Fundamentally, why do markets rally when policy is becoming tight and (in hindsight) a recession is getting closer? In our view, it is because the path from overheating to recession usually has to go through ‘goldilocks’ first. In other words, there is typically a period when rate hikes are nearly or completely done while jobs haven’t started rolling over that the market (prematurely) celebrates the Fed accomplishing the impossible, as we are witnessing today.

And while some feel vindicated that the economy skirted a recession in 2022, that was never a likely scenario. The hiking cycle didn’t even begin until March and unemployment lags, often by a long period of time. Even in the high-inflation cycles of the 70s/80s when the Fed hiked right into recession, unemployment did not begin rising until late in the hiking cycle. In more recent episodes, unemployment did not begin rising until well after the hiking cycle was done, which drove sizable ‘goldilocks’ rallies.

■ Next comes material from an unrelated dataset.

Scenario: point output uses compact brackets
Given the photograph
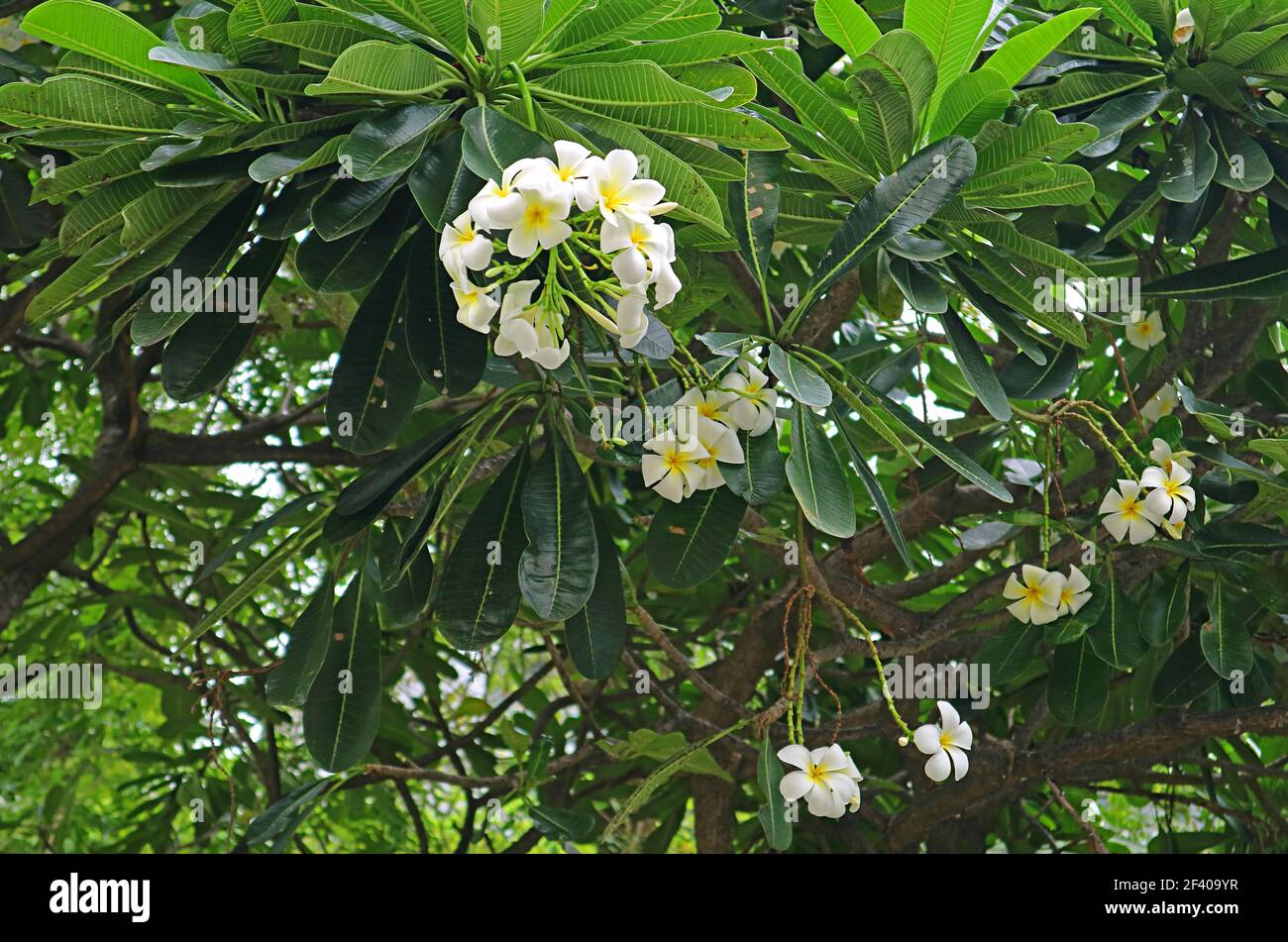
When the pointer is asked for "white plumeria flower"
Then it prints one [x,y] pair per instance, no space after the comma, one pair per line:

As a result, we believe this rally in markets is not the start of a new protracted bull market, but a typical late cycle melt-up that serves to drag investors into the pool, at the same time cracks build under the surface. Ultimately our view is supported by the countless market and macro datapoints that we continue to see (outlined in Cycle Through the Noise), which we believe are representative of a late-cycle economy nearing a turn, not what you would expect at the start of a new expansion or even mid-cycle slowdown. Remember, in the 1994 hiking cycle, one of the few true mid-cycle soft landings, unemployment was still not far from the prior recession peak, and able to decline for years as a result, very different than the situation today.


We never underestimate how far bear-market rallies, overshoots, melt-ups, etc… can go, and that has influenced our recommendations all year. While we certainly did not expect or predict S&P 4550, we also haven’t been telling investors to pile into outright shorts. Most of our recommendations have been relative value trades with a defensive bias, or expressing shorts through put spreads, that if wrong, allow you to fight another day. We continue to have this mentality – focusing more on the end game, then trying to precisely time the turn, recognizing that the latter is in part a guess, and that there is no telling how extreme valuations can get in the short-term.

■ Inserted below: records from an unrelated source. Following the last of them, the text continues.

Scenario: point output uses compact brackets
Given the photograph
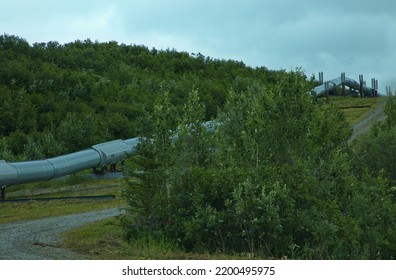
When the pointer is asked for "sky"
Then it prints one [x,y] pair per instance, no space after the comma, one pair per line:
[351,36]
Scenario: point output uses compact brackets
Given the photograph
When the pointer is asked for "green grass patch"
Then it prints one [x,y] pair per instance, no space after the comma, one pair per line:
[104,241]
[355,109]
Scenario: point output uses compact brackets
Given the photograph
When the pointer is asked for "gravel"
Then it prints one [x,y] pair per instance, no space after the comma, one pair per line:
[39,240]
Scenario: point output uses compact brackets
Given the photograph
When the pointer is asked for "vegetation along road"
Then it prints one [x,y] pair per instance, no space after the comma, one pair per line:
[38,239]
[363,126]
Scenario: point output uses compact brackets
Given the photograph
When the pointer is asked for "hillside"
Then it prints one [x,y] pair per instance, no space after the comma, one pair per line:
[60,98]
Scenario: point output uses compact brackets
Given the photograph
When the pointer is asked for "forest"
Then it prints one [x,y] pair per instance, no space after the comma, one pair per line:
[276,178]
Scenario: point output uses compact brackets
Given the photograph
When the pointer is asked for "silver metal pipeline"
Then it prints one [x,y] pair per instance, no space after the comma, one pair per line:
[47,169]
[333,84]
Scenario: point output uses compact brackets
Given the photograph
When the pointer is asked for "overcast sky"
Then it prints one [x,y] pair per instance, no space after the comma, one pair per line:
[352,36]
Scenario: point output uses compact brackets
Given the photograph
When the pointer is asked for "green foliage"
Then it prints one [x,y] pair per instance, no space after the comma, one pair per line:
[102,88]
[275,179]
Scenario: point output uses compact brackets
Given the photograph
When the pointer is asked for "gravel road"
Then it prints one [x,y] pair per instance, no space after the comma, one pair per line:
[38,239]
[364,125]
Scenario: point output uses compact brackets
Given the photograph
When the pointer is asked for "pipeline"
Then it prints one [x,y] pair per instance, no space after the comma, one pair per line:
[115,151]
[331,85]
[47,169]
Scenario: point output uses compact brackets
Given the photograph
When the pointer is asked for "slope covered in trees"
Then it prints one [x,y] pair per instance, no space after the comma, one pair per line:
[275,179]
[59,98]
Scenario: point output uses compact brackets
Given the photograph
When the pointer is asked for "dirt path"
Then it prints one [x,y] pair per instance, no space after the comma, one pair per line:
[364,125]
[38,239]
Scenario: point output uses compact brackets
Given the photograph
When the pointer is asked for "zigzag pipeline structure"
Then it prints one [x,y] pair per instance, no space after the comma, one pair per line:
[110,153]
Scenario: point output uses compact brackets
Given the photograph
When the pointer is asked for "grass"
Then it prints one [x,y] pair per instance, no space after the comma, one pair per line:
[104,241]
[354,108]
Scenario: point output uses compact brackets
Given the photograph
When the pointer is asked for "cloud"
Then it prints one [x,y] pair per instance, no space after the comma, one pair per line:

That said, valuations are already extreme, in our view. A ~20x p/e multiple on the S&P 500 (on forward earnings that are probably quite a bit too high, even in the bull case) and high yields spreads at 380bp, very much require Goldilocks to continue. Ultimately, the economy will likely break one way or another. As we have outlined, we think it breaks to the downside as a high cost of borrowing/ tight lending continues to bite, excess savings run out and student loan repayments kick in, among other headwinds.

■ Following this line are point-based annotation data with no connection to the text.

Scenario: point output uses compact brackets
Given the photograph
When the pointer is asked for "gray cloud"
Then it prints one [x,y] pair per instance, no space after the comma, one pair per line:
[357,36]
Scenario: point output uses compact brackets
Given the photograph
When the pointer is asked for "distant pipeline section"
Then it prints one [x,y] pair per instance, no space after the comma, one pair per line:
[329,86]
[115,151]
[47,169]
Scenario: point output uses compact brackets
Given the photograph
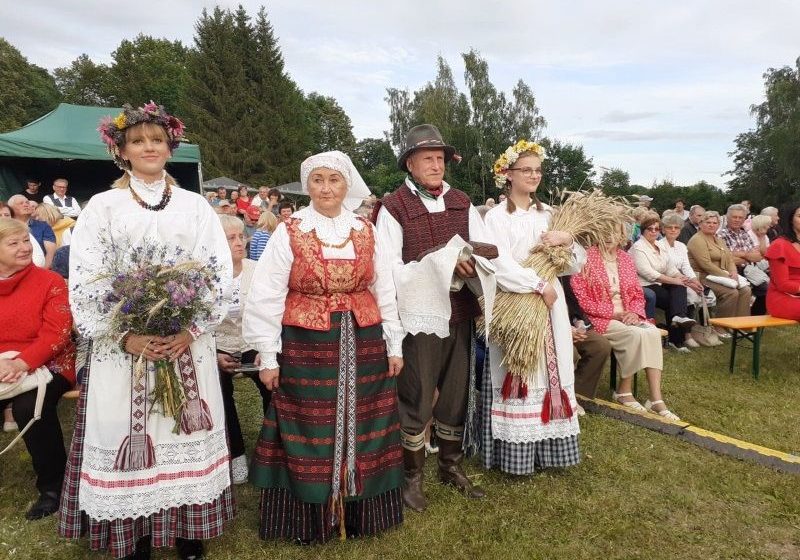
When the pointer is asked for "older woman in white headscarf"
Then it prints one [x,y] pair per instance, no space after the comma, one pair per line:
[322,314]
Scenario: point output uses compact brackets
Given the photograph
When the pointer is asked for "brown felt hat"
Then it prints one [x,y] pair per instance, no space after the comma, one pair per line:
[424,136]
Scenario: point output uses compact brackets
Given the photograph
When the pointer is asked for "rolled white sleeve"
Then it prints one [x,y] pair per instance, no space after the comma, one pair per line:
[383,289]
[511,276]
[263,316]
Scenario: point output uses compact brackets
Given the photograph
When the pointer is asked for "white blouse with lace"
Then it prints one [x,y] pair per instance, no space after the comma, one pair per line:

We certainly could be wrong and do consider the risk that rising asset valuations drive renewed animal spirits and thus a temporary re-acceleration in growth. Even if that is the case, we think it does not change the end game, but just delays it, ultimately forcing an even more aggressive Fed. A true soft landing (i.e., 1994) is the outcome which would prove us wrong, and while that scenario is not impossible, we think it is a 20% probability, that is 80% priced.